Data expressed as mean ± SD.

CD celiac disease, GFD gluten free diet, MCH Mean corpuscular hemoglobin, MCHC mean corpuscular hemoglobin concentration, N-CD naïve celiac patients, CD-GFD GFD-responsive patients, NRCD non-responsive CD, RDW red blood cell distribution width.

Significant differences compared to N-CD: *p < 0.05, ***p < 0.001.
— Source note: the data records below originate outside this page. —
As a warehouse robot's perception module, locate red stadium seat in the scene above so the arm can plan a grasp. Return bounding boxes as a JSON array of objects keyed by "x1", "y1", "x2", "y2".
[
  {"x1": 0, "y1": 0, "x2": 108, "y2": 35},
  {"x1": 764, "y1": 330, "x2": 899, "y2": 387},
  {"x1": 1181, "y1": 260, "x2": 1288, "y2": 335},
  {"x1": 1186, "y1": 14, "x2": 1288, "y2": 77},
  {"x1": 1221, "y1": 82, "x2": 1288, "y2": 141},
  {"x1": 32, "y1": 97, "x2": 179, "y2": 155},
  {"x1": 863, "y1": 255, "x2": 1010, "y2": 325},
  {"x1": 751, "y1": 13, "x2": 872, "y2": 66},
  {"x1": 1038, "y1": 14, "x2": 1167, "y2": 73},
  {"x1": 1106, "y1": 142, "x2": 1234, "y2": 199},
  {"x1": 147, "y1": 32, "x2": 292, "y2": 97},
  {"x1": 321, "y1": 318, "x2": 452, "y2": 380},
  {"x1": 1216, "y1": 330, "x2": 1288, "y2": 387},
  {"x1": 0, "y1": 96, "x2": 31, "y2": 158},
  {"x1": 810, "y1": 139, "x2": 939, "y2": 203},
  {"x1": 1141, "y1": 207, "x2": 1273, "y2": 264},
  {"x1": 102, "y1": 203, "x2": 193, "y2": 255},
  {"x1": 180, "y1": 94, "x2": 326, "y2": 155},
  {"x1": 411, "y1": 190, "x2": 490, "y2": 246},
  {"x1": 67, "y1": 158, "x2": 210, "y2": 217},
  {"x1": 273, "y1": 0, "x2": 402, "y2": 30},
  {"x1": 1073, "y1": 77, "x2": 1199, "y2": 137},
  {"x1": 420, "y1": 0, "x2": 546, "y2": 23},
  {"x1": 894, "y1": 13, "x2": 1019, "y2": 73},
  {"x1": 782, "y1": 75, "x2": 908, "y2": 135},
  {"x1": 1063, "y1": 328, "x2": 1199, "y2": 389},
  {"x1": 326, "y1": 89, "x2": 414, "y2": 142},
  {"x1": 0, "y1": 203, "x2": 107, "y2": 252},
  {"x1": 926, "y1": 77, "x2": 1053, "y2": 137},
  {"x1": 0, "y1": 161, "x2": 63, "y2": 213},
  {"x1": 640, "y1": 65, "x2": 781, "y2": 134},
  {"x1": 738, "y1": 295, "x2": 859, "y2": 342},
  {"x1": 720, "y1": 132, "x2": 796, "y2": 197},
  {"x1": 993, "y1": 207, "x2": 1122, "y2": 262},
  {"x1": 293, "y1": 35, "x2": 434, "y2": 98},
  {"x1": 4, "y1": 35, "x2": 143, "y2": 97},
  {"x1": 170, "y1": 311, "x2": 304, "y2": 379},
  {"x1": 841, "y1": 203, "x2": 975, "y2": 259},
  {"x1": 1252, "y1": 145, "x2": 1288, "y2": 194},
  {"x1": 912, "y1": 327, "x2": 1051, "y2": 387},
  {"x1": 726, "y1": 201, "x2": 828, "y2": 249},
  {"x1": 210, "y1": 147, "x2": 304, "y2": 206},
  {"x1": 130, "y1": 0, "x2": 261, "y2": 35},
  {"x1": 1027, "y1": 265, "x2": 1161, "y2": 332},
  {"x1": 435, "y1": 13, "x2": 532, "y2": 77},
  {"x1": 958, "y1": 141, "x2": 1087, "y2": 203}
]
As shown in Fig. 1A, plasmatic ROS production is significantly increased in N-CD (0.21 ± 0.03 μmol· min−1) and NRCD (0.22 ± 0.04 μmol·min−1) patients compared with CD-GFD (0.17 ± 0.03 μmol·min−1). Moreover, no significant difference was found between CD-GFD and CTR (0.17 ± 0.03, vs 0.16 ± 0.02 μmol· min−1 respectively)[24].

Fig. 1

Scatter plots of oxidative stress biomarkers.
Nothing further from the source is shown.